Below is a summary of the data after removing the outliers:
The average time to sign a deal is 96 days
The quickest deal was in 5 days, the longest took 912 days
There's a large variance in both velocity and number of rooms for a property
Let's see scatter plots with each of the parameters to have an idea of the connection between them:
Value seems to be nicely correlated with number of rooms - makes sense, the more rooms a property have, the better value (more mrr) the deal has.
Number of rooms have no effect on deal velocity: we see small properties going fast, small properties going slow, or large properties signed in 30 days, or large properties signed in more than a year.
Same goes for value: large value deals can go fast or slow, and cheap deals can take years as well.
As velocity is so randomly distributed, we can't really conclude anything meaningful whether property size or deal value affects deal signing time.
The categories are as follows:
After categorising the velocities, let's see a color-coded scatter plot:
If the deal categories were really different they would have very separate clusters.
It's very difficult to separate the categories based on deal value and number of rooms alone.
If you randomly add a property, let's say 50 rooms and 500 Euros deal value, you'd have no idea whether it's a slow, medium or fast deal based on this graph: there are all 3 colors (fast/medium/slow deals) clustered in that region.
To further confirm this, we can observe that the distribution of fast/medium/slow deals across different property-sizes are pretty much overlapping.
Note: The Fast (green) deal distribution sees a spike as it has a few extra properties between 20-25 rooms compared to the total properties.
However, let's see if any simple machine learning models can actually predict with decent accuracy.
Firstly, let's stay with the categorical data.
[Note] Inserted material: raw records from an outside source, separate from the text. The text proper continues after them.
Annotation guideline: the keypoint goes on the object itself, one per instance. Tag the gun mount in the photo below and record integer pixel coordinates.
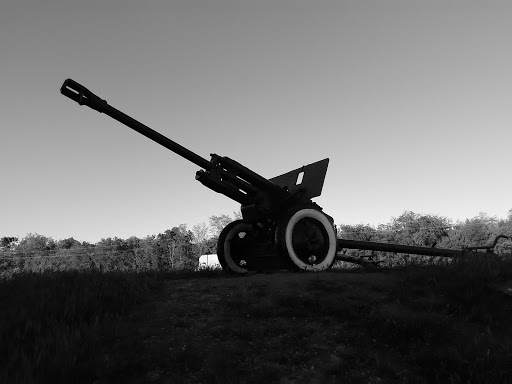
(281, 226)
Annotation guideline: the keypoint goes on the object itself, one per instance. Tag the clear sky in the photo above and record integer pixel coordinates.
(410, 100)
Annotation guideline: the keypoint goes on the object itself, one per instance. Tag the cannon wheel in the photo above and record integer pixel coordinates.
(308, 238)
(232, 246)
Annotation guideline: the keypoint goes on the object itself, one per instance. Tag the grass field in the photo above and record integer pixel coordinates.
(407, 325)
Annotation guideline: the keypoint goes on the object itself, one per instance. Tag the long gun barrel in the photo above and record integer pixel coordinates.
(221, 174)
(83, 96)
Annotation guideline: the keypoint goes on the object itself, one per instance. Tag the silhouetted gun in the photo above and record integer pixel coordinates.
(281, 227)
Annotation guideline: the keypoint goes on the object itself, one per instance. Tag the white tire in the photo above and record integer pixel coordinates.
(309, 239)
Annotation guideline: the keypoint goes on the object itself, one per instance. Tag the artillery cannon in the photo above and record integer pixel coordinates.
(281, 227)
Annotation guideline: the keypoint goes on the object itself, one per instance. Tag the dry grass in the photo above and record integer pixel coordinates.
(415, 324)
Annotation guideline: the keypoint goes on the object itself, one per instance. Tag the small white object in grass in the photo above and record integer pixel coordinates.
(209, 261)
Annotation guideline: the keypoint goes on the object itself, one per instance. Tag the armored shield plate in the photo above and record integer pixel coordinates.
(310, 178)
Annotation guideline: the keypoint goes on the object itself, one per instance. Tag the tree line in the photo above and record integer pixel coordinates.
(179, 248)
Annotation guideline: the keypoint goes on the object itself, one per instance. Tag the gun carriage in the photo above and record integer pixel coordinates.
(281, 227)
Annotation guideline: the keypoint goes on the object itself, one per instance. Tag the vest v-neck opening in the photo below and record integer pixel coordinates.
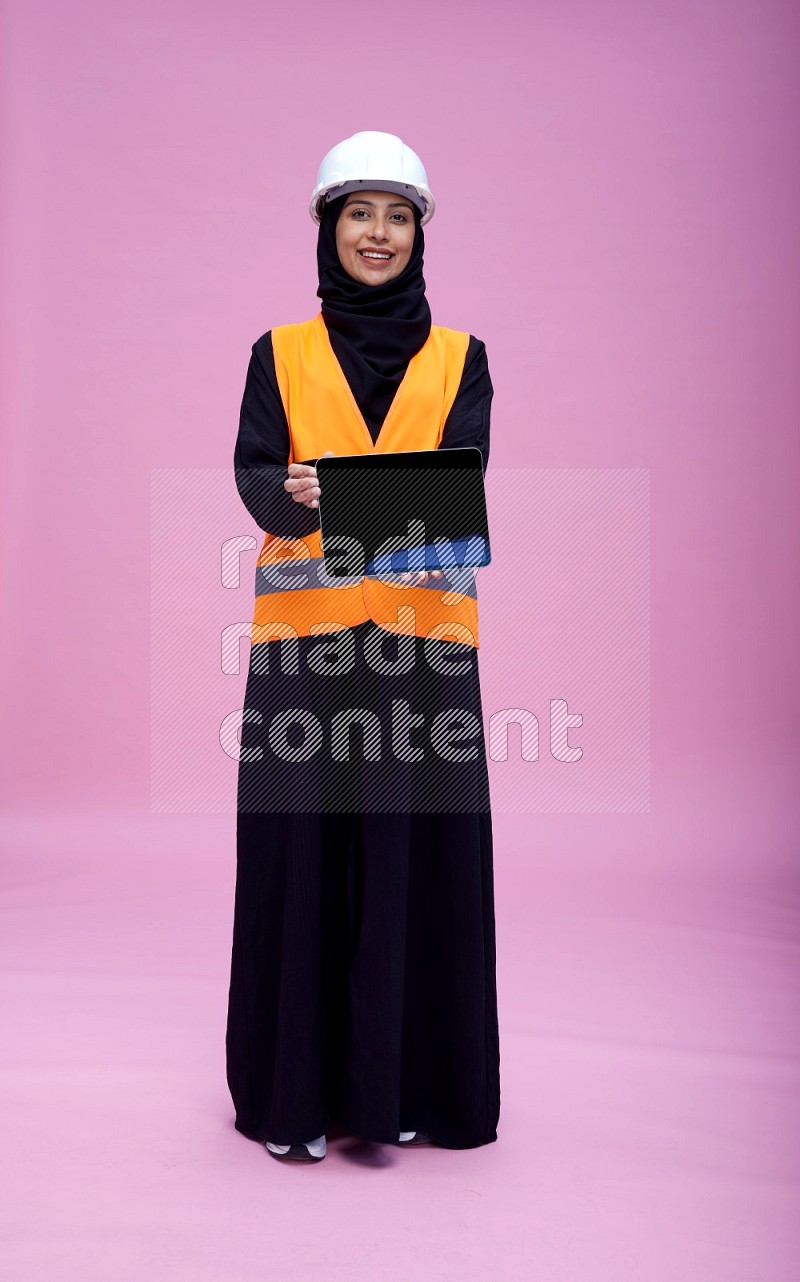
(403, 386)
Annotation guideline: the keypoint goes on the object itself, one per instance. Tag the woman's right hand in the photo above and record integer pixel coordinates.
(303, 482)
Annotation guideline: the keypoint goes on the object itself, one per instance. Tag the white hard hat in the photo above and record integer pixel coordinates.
(373, 160)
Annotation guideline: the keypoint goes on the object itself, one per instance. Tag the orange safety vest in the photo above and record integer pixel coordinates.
(294, 596)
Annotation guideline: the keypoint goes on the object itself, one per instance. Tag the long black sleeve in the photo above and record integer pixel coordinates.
(468, 421)
(260, 457)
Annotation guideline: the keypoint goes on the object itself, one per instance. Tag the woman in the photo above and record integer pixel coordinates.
(363, 963)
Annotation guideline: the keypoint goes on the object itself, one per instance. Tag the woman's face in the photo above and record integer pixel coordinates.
(375, 235)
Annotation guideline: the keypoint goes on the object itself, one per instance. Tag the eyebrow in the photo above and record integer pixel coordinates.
(401, 204)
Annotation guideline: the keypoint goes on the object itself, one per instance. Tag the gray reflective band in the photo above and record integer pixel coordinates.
(292, 576)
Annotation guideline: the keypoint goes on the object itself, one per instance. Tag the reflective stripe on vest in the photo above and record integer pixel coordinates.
(294, 594)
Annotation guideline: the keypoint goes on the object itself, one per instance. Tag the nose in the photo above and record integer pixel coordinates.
(378, 228)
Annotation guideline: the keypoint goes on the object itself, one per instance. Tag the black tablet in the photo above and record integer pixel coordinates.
(410, 510)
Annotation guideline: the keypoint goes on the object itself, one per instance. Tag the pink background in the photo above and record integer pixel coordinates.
(617, 219)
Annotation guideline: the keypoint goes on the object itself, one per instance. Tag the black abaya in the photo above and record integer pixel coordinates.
(363, 964)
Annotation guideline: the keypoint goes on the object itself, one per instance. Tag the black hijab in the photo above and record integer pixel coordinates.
(375, 330)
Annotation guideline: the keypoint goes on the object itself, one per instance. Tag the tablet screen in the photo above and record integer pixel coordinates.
(416, 509)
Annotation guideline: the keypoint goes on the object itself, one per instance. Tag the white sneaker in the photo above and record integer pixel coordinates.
(414, 1137)
(312, 1150)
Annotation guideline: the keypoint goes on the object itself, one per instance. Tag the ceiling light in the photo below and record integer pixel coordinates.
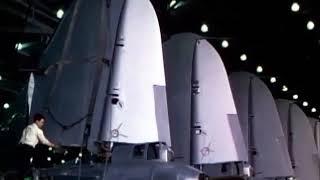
(284, 88)
(225, 43)
(204, 28)
(295, 7)
(18, 46)
(243, 57)
(273, 79)
(60, 13)
(172, 3)
(259, 69)
(310, 25)
(6, 105)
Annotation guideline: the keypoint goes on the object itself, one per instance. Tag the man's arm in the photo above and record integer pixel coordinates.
(44, 140)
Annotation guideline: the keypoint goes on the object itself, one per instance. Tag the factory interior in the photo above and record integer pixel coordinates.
(160, 89)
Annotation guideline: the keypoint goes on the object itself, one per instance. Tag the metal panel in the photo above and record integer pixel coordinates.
(30, 91)
(261, 126)
(211, 107)
(315, 125)
(82, 44)
(162, 114)
(304, 152)
(137, 68)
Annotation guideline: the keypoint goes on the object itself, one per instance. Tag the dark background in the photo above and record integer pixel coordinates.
(268, 32)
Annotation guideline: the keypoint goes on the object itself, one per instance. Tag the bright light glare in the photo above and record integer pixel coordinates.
(172, 3)
(225, 44)
(273, 79)
(259, 69)
(310, 25)
(243, 57)
(295, 7)
(204, 28)
(6, 105)
(60, 13)
(284, 88)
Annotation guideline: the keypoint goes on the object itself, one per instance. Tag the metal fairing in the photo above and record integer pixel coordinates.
(200, 103)
(80, 50)
(301, 144)
(213, 111)
(137, 73)
(30, 91)
(261, 126)
(315, 125)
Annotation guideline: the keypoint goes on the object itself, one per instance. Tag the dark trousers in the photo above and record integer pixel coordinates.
(26, 152)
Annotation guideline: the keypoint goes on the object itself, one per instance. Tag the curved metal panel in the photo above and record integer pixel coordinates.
(210, 114)
(137, 72)
(304, 157)
(79, 50)
(30, 91)
(261, 126)
(315, 125)
(213, 111)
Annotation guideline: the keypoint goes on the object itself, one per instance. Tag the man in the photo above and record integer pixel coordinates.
(31, 136)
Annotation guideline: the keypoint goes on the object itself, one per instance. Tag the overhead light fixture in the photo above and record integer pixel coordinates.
(259, 69)
(18, 46)
(204, 28)
(225, 44)
(284, 88)
(295, 7)
(273, 79)
(6, 106)
(310, 25)
(60, 13)
(243, 57)
(172, 3)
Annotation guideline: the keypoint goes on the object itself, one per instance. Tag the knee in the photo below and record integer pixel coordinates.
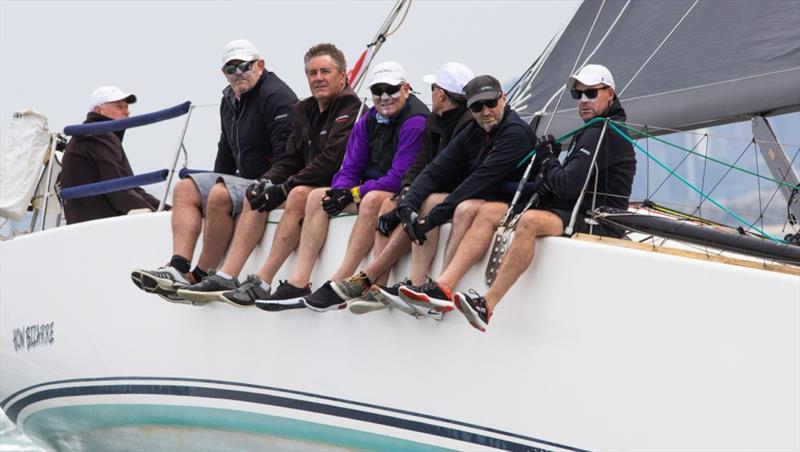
(314, 201)
(430, 202)
(371, 203)
(467, 210)
(297, 198)
(387, 205)
(490, 214)
(186, 192)
(527, 226)
(218, 198)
We can use K-means clustering, and specifying we expect k=3 clusters (slow, medium, fast).
Below is the accuracy of the fitted model, calculated by how many of the model-predicted categories match the actual category:
Accuracy: 0.0 %
Even sklearn (the machine learning library I use) has difficulty telling them apart.
Let's see if we get more luck with sticking to numerical values, and applying a linear regression model to predict the actual deal velocity.
Below I plotted how the model does at predicting the velocities vs the actual velocities for these test values:
Ideally we'd like to see a linear line going across a diagonal, ie. a predicted 200 value pairs with an actual velocity of 200. In our graph, we have predicted a 200 day velocity to a 30 day one, or a 100 day velocity to an actual 800 day one. I'd hardly call it precise or usable.
In summary, our models are incredibly inaccurate and we just can't use number of rooms and deal value to classify or predict deal velocity in this dataset
The aim of this section is to discover maybe some types of properties have better statistics for deal velocity.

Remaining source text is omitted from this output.